B. __________ e __________ hanno presentato il 27 maggio 1998 un'istanza di provocazione
per causa di nuova opera al Pretore della giurisdizione di Locarno-Campagna,
chiedendo che a __________ fosse fissato un termine perentorio per far valere
le sue opposizioni con la procedura ordinaria. All'udienza del 23 giugno 1998
gli istanti hanno confermato le loro richieste, alle quali si è opposta la
convenuta. Statuendo il 10 agosto 1998, il Pretore ha impartito a quest'ultima
un termine di 30 giorni per proporre le proprie opposizioni con la procedura
ordinaria. Il 21 agosto 1998 __________ ha promosso la causa ordinaria, chiedendo
allo stesso Pretore che fosse vietato a __________ e __________ di innalzare il
muro con una sezione ridotta e che fosse loro ingiunto di sopprimere ogni tipo
di apertura nel nuovo muro ricostruito a confine, di eseguire a proprie spese e
a regola d'arte il raccordo del suo tetto nel nuovo muro e, infine, di verificare
la tenuta statica del muro comune divisorio, eseguendo gli interventi
costruttivi necessari per rendere idoneo il muro esistente a una
sopraelevazione entro la proprietà dei convenuti o a cavallo sul confine (sulla
mezzavia del muro). __________ e __________ si sono opposti alla petizione con
risposta del 22 ottobre 1998, rilevando che l'attrice non era legittimata a contestare
la sopraelevazione.
C. Il 9
gennaio 1999 __________ ha instato affinché fossero sospesi i lavori di
ristrutturazione dello stabile “__________ ”. Il Pretore ha respinto l'istanza
con decreto del 15 febbraio 1999, emanato senza contraddittorio. Esperita
l'istruttoria, le parti sono comparse al dibattimento finale del 31 maggio
1999, confermando le rispettive domande con i memoriali conclusivi. Non risulta
che sia intervenuta una decisione al proposito.
D. Con
sentenza del 7 giugno 1999 il Pretore ha respinto la petizione e ha posto la tassa
di giustizia di fr. 1'200.– con le spese a carico di __________, tenuta a
rifondere ai convenuti un'indennità di fr. 3'000.– per ripetibili.
E. Contro
la sentenza appena citata __________ è insorta con un appello del 24 giugno
1999 nel quale postula, in riforma del giudizio impugnato, l'accoglimento della
petizione, previo conferimento al gravame dell'effetto sospensivo.
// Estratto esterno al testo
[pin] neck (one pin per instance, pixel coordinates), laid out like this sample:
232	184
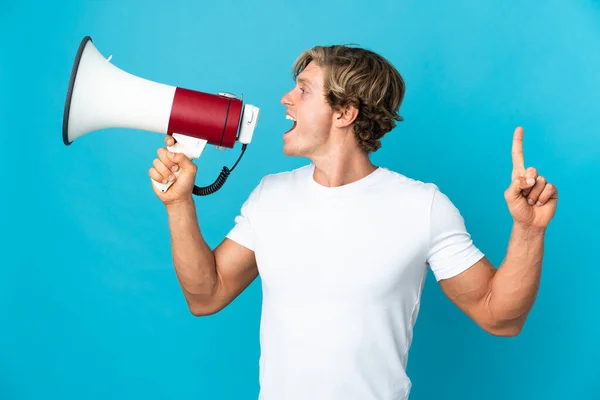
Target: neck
338	168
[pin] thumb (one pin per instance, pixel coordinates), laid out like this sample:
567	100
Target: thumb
519	184
181	159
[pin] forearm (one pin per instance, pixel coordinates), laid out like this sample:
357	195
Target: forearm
193	259
516	282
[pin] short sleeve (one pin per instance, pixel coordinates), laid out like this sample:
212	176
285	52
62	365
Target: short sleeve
243	231
451	249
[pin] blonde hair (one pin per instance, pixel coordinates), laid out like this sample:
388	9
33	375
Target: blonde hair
363	79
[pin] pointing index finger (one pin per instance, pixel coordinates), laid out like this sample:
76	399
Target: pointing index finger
517	153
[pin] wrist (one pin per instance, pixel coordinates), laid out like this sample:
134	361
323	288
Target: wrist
181	204
528	230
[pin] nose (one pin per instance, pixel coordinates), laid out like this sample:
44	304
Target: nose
286	100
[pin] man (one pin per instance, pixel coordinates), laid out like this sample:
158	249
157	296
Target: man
343	246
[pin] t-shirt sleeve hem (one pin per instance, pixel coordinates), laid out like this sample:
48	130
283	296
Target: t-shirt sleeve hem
239	238
459	267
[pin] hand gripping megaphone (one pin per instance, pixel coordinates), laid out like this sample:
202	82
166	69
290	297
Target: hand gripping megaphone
102	96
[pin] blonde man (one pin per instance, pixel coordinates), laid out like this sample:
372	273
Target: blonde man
343	246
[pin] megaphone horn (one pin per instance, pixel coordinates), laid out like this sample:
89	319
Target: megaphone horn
102	96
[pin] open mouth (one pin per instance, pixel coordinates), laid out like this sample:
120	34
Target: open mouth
293	125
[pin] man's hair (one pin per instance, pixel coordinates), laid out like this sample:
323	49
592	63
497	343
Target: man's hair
364	79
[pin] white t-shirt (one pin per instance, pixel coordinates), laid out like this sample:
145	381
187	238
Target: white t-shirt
342	271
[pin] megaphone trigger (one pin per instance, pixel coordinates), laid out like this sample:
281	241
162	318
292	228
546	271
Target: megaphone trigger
190	146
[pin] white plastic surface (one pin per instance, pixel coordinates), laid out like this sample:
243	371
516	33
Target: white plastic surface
249	120
190	146
105	96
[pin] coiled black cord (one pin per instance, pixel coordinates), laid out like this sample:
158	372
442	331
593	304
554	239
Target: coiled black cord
221	179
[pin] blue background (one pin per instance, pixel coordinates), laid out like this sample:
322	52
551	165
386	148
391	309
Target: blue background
90	305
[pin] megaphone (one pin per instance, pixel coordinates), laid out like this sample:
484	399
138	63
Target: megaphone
101	96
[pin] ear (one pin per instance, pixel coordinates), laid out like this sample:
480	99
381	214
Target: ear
345	116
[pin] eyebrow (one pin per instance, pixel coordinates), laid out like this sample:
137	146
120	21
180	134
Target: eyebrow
305	81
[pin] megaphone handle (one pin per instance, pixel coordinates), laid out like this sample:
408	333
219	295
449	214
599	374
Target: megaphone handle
190	146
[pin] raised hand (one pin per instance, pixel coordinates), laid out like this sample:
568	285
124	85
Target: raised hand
530	198
163	169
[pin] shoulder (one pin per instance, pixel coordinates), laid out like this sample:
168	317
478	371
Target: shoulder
285	179
411	189
281	182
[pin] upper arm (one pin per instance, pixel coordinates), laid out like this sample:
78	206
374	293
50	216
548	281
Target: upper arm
470	291
236	270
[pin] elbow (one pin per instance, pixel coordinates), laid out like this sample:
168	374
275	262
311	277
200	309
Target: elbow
505	328
202	310
201	306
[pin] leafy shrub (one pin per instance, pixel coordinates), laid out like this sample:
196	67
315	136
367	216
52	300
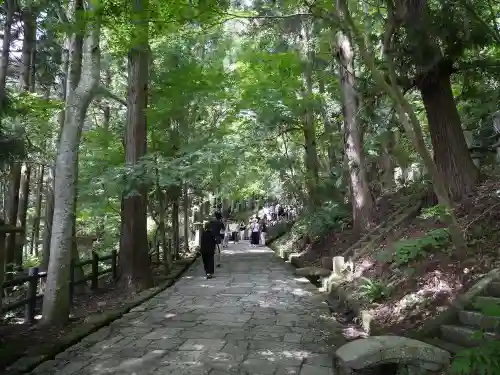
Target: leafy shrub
322	220
374	290
31	261
435	212
411	249
484	359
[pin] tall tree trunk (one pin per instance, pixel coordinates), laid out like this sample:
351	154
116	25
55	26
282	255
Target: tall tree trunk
309	131
175	222
10	8
35	233
362	202
135	271
329	129
167	256
47	220
185	206
23	212
13	204
309	128
56	303
386	161
451	153
64	73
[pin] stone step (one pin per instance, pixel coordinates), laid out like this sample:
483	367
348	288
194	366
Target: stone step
478	320
465	336
448	346
493	289
486	301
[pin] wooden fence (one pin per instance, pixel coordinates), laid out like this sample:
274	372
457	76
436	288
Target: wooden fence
34	277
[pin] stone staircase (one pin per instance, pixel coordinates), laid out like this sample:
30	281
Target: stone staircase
463	329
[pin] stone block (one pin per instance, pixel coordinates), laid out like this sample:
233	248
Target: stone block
379	350
313	271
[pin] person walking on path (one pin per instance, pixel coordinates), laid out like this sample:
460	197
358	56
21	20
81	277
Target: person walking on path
243	227
263	231
254	240
218	229
207	250
227	234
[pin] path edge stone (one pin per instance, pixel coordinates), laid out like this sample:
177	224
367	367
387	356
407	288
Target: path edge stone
28	363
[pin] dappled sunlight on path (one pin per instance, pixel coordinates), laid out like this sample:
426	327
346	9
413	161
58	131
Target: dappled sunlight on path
255	317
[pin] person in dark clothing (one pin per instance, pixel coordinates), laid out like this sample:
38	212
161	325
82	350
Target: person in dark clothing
218	228
207	250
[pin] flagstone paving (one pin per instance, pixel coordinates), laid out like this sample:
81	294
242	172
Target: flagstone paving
255	317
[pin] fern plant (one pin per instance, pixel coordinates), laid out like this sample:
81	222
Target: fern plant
374	290
485	359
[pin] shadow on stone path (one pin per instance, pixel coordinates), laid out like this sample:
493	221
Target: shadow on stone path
255	317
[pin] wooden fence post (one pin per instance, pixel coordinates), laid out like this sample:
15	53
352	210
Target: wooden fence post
31	295
95	271
114	263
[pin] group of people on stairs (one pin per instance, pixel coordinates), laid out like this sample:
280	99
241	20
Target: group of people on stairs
217	232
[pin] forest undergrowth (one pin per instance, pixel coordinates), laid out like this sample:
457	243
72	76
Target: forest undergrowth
413	272
19	338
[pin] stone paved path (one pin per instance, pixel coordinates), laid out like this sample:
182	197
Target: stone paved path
255	317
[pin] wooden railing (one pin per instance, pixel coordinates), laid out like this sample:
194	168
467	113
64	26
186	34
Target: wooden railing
34	277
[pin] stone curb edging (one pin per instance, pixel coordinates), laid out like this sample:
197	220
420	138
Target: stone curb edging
29	363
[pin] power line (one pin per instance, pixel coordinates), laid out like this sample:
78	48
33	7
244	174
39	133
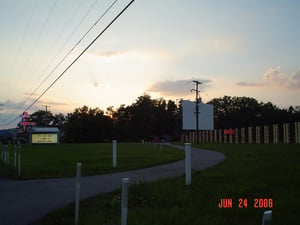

La
presidente della Camera ha dichiarato la domanda di effetto sospensivo priva di
oggetto con decreto del 30 giugno 1999. Nelle loro osservazioni del 10
settembre 1999 __________ e __________ propongono di respingere l'appello e di
confermare la sentenza del Pretore.
Considerando
in diritto: 1. Il
Pretore ha accertato che il muro litigioso è comune e appartiene ai proprietari
dei fondi n. __________e __________, mentre l'attrice, titolare di un mero
diritto di sporgenza sul fondo n. __________, non può vantare alcun diritto. Ha
poi osservato che la sopraelevazione del muro può appartenere solo al
costruttore e che il divieto d'incavo nel muro comune non si estende alla parte
sopraelevata. Ha quindi concluso che i convenuti possono innalzare il muro
comune conformemente al progetto, il quale in realtà prevede il rialzo del
manufatto in tutto il suo spessore, continuando la facciata esistente, senza
ledere i diritti del vicino e senza alterare la statica delle costruzioni.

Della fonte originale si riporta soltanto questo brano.